By Dave Flaherty/The Oshawa Express

Long before Ontario was covered with sprawling stretches of multi-lane highways, the Indigenous communities of the region had their own widespread transportation network.

In his new book, The Legacy of Vanished Trails, Oshawa-based author Grant Karcich takes an in-depth look at the trails and portages that made up those networks.

According to Karcich, the book “extends the story” of his previous publication, Scugog Carrying Place: A Frontier Pathway, by examining historical trails and portages, which helped to increase co-operation between Indigenous peoples and European settlers and provided pathways to undiscovered portions of what eventually became Ontario, in their ‘modern settings’.

“This book tries to answer questions such as ‘who were the First Nations people in Durham and how did the Indigenous communities north of Lake Ontario develop?'”, Karcich explains.

Karcich said there has been relatively little written about these trails and portages and he wanted to highlight their importance in the settlement of not only Durham Region, but the entire province, as he examines portages in areas such as Toronto, Peterborough and the Bay of Quinte.

“This book reveals new, never before released details about the beginnings of Ontario and how the ancient trails evolved into modern transportation routes,” Karcich says, adding, “These trails were essentially the 407 and 401 of the day.”

The book also includes photographs, maps and information on artefacts that have been discovered in the vicinity of these historical trails and portages.

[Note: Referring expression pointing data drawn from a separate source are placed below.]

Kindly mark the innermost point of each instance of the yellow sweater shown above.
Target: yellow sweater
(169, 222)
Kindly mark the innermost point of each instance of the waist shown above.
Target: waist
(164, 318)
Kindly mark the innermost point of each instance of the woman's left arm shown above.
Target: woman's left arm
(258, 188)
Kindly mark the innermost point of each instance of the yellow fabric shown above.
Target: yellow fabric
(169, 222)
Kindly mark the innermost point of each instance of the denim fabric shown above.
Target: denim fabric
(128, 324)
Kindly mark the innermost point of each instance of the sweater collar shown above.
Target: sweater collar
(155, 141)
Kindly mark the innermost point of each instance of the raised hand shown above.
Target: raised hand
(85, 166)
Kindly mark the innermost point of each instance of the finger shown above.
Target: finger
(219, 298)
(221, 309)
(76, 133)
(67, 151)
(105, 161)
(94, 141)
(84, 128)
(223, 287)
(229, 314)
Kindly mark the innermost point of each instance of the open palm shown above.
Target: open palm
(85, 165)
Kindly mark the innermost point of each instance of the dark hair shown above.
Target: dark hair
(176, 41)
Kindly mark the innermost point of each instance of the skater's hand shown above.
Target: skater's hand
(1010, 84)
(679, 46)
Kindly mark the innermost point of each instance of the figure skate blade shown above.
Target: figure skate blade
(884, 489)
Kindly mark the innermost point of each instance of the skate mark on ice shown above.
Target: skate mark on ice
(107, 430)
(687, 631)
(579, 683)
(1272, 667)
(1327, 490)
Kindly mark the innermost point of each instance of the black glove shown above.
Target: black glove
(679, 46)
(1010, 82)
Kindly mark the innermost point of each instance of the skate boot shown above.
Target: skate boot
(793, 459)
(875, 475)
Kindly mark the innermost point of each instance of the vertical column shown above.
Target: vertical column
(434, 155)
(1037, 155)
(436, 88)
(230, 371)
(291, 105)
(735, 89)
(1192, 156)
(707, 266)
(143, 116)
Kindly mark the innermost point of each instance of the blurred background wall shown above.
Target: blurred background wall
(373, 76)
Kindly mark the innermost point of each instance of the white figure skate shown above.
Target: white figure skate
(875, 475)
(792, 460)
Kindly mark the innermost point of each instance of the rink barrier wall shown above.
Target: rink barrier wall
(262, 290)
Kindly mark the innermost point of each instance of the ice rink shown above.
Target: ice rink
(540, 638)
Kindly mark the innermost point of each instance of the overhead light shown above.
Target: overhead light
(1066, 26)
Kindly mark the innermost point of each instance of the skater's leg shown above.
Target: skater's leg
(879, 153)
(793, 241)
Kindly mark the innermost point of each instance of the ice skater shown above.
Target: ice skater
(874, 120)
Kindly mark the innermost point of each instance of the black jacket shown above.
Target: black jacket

Over the past 150 years, Karcich said the once bustling routes have “primarily been left abandoned” but “some bits and pieces” remain.

Karcich said he began writing The Legacy of Vanished Trails about two years ago, and this time around, he went the self-publishing route, creating Red Handprint Press.

“Who knows I might be able to publish more books, there’s still a lot out there [to tell],” he says.

The Legacy of Vanished Trails is available online at redhandprint.ca and will also be on bookshelves in several locations.

Karcich will be hosting at book launch at CORE21, 21 Simcoe St. S. on June 13 from 4 to 6 p.m.